The Strange Case of Dr. Jekyll and Mr. Hyde

Funnily, I’m not sure there have been many other (or any other!) radio adaptations of the story in the modern/post-OTR era (other than talking books). So this is an hour long BBC Radio drama from 1985 and scripted by Glyn Dearman. It takes an unusual approach to the classic horror/mystery story by Robert Louis Stevenson — by actually sticking close to the source novel!

That is, though the story has been filmed and staged innumerable times over the years, usually the focus — logically enough — is on Jekyll/Hyde. But the original novel was actually written as a mystery, with another character, Utterson (here voiced by Bernard Hepton), as essentially the main hero, who finds himself investigating the strange events surrounding the sinister Mr. Hyde and trying to fathom the man’s connection to the respectable Dr. Jekyll who seems to be covering for him. It’s not really until half way through the novel that the solution is revealed — and then it retells the events from Jekyll’s perspective (such spilt-perspective mysteries were not uncommon in the 19th Century, including some Sherlock Homes novels).

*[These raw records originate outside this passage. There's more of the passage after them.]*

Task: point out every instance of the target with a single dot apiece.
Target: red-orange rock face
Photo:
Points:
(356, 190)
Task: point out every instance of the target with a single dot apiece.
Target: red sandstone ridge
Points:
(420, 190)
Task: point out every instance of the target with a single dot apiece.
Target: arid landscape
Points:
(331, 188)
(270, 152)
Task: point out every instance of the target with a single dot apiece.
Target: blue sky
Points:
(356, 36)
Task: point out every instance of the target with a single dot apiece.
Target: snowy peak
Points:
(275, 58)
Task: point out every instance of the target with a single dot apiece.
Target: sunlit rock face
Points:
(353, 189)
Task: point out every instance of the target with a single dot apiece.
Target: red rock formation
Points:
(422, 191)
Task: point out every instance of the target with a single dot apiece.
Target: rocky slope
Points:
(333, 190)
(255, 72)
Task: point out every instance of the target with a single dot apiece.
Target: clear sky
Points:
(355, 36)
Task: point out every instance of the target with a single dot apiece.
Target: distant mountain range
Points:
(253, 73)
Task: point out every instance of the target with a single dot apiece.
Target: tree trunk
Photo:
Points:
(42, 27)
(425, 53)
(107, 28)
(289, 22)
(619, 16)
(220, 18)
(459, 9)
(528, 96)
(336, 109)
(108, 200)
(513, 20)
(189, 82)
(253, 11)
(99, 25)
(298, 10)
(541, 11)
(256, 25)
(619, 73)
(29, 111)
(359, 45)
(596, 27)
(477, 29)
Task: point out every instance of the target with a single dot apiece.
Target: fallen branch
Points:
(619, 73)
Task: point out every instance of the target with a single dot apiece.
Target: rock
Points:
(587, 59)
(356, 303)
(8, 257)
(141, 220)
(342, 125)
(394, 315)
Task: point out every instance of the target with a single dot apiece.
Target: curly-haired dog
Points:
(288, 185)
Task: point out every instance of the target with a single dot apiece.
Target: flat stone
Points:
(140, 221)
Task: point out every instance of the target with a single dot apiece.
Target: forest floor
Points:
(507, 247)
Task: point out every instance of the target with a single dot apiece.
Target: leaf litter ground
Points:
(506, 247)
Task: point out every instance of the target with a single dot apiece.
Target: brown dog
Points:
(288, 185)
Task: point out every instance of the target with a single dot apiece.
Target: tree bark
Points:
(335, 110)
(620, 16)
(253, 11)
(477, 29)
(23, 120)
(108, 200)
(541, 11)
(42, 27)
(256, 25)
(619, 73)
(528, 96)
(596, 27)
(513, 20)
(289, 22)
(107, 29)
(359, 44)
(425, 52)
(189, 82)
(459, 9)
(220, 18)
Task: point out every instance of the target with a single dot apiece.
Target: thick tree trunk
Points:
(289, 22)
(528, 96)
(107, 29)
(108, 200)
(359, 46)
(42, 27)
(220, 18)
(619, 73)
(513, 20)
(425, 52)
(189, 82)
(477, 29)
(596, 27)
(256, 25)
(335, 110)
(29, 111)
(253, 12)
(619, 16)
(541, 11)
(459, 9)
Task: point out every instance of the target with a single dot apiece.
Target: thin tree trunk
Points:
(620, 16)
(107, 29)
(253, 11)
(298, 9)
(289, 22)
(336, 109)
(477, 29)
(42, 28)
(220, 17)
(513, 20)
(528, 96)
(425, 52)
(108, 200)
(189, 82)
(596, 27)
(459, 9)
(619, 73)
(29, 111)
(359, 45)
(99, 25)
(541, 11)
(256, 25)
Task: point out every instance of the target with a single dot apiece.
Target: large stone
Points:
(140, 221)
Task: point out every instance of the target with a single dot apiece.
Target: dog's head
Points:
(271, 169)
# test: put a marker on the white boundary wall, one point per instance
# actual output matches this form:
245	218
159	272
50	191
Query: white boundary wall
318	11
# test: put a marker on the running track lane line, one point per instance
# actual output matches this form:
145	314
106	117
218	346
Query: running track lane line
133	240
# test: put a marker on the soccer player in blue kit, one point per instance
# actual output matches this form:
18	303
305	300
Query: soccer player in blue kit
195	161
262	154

So this radio drama decides to go back to basics, and tells the story as a mystery (though with the revelation serving as the climax of the story, as opposed to then launching into an entire second half detailing it). And even knowing the solution (as most people will) it’s an effective, intriguing approach (if only just as something different from the standard Jekyll/Hyde movies) — much as I found it intriguing when I first read the novel. And the production itself is well done, and briskly-paced. Obviously, the fantasy/horror aspect is less pronounced (since it only comes into play toward the end) but compelling nonetheless — and an interesting chance to perceive the story as Stevenson originally intended it, as a “mystery.”